Awwwh thank you ! they are 😍😍 I love catssss , the ginger and white one (called forest ) has three legs as he was ran over by a car around 2 years ago !


----------



## Rats_for_life (Feb 17, 2021)

Rex the Rat said:


> That is old!!
> Your pets are all so cute! The snails are cool, I wish they were legal in the US


I know !! She was very old , in her last couple of days she was VERY shakey and we had to put food around her because she couldn’t get up poor thing 😭 I think maybe it’s because we fed her only raw foods and didnt feed her store brought food ? I’m just guessing tho haha. Ah thanks ! OMG ARE SNAILS ILLEGAL IN THE U.S whatttt!?!?! They are the best insect I have (Don’t think they are an insect but idk what they are hahah) !? The albino ones in the pics are only around 1 month old !! They are so beutiful to watch especially when they have babies !!


----------



## Rats_for_life (Feb 17, 2021)

I mean that princess probably lived till 5 because we only fed her raw foods we didn’t ever feed her shop bought foods *


----------



## Rats_for_life (Feb 17, 2021)

buddy/sire said:


> THEY ARENT idk that


I KNOW RIGHT I DIDNT KNOW THAT EITHER !?!.


----------



## Rex the Rat (Apr 7, 2020)

Rats_for_life said:


> Hiiii , I have LOADS of insects I have a lot of stick insects they bred ! And all the eggs hatched lol . I have 6 giant African land snails (normal and albino ) over 100 subulina octona snails And we used to have 2 cockroaches but they died of old age so we are getting more ! And i had to keep some ladybirds in for a while because there was a massive flood outside and the ladybirds were drowning and they looked ill so I bought them in and they are looking much better ! I will be letting them out in about 1 week ! insects are the best pets (after rats of course  haha ) ! They are so easy to look after and actually quite cute !

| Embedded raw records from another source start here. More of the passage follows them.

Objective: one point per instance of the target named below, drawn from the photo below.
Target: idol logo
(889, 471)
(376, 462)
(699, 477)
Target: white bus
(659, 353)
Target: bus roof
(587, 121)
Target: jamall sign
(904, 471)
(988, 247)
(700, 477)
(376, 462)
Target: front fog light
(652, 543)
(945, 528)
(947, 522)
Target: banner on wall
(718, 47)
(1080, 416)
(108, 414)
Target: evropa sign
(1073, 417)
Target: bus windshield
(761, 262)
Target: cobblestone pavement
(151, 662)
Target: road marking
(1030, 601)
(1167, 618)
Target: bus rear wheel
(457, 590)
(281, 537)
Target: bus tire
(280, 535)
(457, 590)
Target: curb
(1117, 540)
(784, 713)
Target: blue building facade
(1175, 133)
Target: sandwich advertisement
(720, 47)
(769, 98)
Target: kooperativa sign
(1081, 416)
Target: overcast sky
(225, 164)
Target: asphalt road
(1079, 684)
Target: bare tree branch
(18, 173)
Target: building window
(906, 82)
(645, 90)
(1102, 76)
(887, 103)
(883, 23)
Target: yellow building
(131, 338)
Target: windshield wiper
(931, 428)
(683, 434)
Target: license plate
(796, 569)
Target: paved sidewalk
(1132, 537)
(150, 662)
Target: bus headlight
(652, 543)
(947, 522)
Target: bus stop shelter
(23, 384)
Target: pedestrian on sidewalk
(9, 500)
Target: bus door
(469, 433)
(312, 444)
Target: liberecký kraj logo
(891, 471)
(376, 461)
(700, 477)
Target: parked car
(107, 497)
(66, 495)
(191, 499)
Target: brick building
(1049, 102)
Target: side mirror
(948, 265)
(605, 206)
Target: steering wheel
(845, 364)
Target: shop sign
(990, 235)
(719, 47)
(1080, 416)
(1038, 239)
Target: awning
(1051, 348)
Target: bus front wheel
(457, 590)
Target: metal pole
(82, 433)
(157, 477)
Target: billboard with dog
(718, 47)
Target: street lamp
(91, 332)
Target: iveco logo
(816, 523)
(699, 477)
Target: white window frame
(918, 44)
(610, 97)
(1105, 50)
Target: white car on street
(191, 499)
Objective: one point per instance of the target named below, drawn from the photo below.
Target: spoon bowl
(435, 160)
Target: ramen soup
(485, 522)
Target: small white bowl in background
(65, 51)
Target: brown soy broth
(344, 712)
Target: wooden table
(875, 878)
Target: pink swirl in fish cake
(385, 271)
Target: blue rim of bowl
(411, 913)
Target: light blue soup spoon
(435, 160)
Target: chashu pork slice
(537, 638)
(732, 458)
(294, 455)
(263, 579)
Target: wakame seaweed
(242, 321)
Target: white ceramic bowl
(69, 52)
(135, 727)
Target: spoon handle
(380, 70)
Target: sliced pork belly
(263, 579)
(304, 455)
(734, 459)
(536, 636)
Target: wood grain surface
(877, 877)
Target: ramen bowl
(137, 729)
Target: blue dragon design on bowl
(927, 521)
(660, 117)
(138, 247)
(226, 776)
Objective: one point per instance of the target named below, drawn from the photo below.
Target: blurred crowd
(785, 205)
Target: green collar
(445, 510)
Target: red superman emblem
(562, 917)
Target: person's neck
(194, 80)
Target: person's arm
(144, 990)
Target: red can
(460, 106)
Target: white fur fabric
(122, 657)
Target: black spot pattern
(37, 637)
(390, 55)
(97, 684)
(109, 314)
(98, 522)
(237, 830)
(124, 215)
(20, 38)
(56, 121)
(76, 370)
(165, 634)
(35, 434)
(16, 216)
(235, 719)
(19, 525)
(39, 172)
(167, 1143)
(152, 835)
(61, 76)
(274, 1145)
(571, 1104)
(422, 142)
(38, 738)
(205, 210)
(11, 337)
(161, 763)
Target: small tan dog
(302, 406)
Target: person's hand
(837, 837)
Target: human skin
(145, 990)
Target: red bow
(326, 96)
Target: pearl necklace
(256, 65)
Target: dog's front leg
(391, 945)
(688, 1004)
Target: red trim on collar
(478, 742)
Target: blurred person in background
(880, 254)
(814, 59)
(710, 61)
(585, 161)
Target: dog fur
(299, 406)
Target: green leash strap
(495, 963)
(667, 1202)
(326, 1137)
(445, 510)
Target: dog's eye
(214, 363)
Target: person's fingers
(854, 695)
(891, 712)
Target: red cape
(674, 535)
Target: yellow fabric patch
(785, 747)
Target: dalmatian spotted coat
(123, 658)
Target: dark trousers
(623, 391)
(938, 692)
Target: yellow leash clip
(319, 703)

Wow! You have a lot of experience! I'm thinking of getting a praying mantis, I figure it would be awesome to watch it molt!



Rats_for_life said:


> She was very old , in her last couple of days she was VERY shakey and we had to put food around her because she couldn’t get up poor thing 😭


Aww I'm sorry



Rats_for_life said:


> OMG ARE SNAILS ILLEGAL IN THE U.S whatttt!?!?!


Yeah, they pose a risk of becoming an invasive species and agricultural pest. I learned this when looking into them for myself, I also thought they looked beautiful.


----------



## Rex the Rat (Apr 7, 2020)

Rats_for_life said:


> OMG ARE SNAILS ILLEGAL IN THE U.S whatttt!?!?!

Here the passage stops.